Computational theory-driven studies of reinforcement learning and decision-making in addiction: what have we learned?

Highlights

• Computational psychiatry holds promise for mechanistic discovery in addiction.

• This approach captures latent factors driving behavioral differences from health.

• Emerging support also for capturing variation defining addiction cycles and states.

• Research needs to better account for the heterogeneous, dynamic nature of addiction.

• Expanding the parameter space examined and duration of observation will be key.

Computational psychiatry provides a powerful new approach for linking the behavioral manifestations of addiction to their precise cognitive and neurobiological substrates. However, this emerging area of research is still limited in important ways. While research has identified features of reinforcement learning and decision-making in substance users that differ from health, less emphasis has been placed on capturing addiction cycles/states dynamically, within-person. In addition, the focus on few behavioral variables at a time has precluded more detailed consideration of related processes and heterogeneous clinical profiles. We propose that a longitudinal and multidimensional examination of value-based processes, a type of dynamic ‘computational fingerprint’, will provide a more complete understanding of addiction as well as aid in developing better tailored and timed interventions.

Introduction

Reinforcement learning and decision-making — collectively, ‘value-based decision-making’ [1] — are integral to adaptive behavior in everyday life. Value-based decision-making comprises a feedback loop whereby the values of candidate actions are learned and updated through experience, and used to guide behavior that maximizes utility (and minimizes disutility). Disruption in value-based decision-making is considered a key factor in the development and maintenance of addiction [2, 3, 4], across people with substance use disorders (SUD) [5] and laboratory animals exposed to drugs of abuse [6,7], but the specific contributing mechanisms remain unknown. Decision-making biases in addiction may be due to disruption in distinct components of learning, such as error encoding or value updating, or subjective preferences that are not readily observable in coarse behavioral performance measures. The nascent field of computational psychiatry applies formal models to understand the precise mechanisms (or ‘failure modes’) that give rise to pathological behavior in psychiatric conditions [8,9,10^••]. While there is no consensus on what qualifies as computational psychiatry, here we take this term to mean a mathematically rigorous understanding of the latent drivers of behavior. Findings from theory-driven computational psychiatry [11] suggest models that focus on algorithmic processes of value-based decision-making (Box 1) are well-suited to identify the specific components of reinforcement learning and decision-making that characterize SUD. This is exciting as such mechanistic research can bridge the behavioral manifestations of SUD with underlying neurobiology, providing fertile ground for cross-species translation [12, 13, 14, 15, 16]. Computational theoretical models thus hold promise as tools to provide additional mechanistic insight into SUD diagnosis and prognosis, and to help guide personalized treatments based on the latent variables governing individual behavior.

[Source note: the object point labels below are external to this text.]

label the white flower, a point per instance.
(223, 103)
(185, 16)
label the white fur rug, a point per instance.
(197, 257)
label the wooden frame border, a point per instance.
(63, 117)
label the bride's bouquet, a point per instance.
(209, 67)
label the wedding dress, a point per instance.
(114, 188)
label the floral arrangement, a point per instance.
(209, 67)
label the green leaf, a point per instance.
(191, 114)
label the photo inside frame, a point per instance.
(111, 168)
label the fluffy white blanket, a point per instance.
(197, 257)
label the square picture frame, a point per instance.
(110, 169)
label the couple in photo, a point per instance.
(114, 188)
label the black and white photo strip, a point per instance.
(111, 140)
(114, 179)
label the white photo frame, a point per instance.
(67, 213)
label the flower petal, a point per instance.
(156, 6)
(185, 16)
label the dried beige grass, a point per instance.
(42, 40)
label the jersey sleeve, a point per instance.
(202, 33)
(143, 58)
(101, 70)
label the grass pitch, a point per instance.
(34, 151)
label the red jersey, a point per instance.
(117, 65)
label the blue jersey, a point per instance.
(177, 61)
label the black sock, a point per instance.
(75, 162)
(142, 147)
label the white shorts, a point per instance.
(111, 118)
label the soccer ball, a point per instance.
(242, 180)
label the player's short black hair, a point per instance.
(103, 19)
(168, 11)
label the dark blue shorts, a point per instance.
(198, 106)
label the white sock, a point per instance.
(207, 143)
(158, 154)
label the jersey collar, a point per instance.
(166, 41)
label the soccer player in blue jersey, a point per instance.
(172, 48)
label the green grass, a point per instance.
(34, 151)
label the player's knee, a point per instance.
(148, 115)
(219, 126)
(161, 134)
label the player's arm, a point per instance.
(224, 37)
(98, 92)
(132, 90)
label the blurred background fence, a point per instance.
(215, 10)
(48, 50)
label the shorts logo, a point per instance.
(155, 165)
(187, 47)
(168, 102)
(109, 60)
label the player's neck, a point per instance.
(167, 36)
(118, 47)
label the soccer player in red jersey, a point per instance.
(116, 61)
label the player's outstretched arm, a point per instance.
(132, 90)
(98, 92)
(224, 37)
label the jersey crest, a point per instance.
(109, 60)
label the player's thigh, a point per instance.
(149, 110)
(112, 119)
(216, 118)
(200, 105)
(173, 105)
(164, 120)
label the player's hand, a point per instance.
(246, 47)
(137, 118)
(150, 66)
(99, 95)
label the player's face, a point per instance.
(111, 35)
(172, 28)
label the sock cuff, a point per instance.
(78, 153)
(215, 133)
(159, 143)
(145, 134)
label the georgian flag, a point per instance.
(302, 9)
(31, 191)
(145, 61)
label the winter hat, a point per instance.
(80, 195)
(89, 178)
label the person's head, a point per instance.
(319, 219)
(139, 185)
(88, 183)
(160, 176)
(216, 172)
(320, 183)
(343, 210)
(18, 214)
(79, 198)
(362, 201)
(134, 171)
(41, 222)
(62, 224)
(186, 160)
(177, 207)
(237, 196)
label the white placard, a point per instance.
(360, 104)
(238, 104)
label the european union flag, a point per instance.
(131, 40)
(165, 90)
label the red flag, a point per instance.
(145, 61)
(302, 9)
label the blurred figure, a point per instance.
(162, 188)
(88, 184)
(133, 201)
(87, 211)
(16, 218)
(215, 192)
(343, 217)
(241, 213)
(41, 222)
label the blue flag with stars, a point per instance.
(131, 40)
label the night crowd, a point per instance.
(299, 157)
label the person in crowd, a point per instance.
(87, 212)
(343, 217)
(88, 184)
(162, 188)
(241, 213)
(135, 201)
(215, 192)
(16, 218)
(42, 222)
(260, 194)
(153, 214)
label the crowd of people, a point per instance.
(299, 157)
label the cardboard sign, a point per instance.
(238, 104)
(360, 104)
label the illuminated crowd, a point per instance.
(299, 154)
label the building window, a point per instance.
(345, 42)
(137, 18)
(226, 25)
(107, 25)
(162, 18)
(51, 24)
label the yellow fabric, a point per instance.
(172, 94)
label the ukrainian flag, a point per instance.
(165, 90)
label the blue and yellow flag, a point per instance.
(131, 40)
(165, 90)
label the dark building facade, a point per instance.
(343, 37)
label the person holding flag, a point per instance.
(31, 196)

Here, we review recent theory-driven computational psychiatry studies of SUD primarily conducted with human subjects, highlighting the ways in which these studies have extended and refined our understanding of value-based decision-making processes in addiction. We focus on two key objectives of this work: to identify deviations from health (via case-control comparisons), and to map specific SUD symptoms and clinically relevant states onto specific model variables — the latter aimed at moving closer to understanding the most defining yet most elusive aspect of the disorder: its dynamic, cyclical course. We conclude by outlining two directions for future research. We propose that a holistic approach that expands the typical parameter space examined within the same individual, and the duration of observation, may better serve these critical objectives and significantly enhance the clinical impact of computational psychiatry for addiction applications.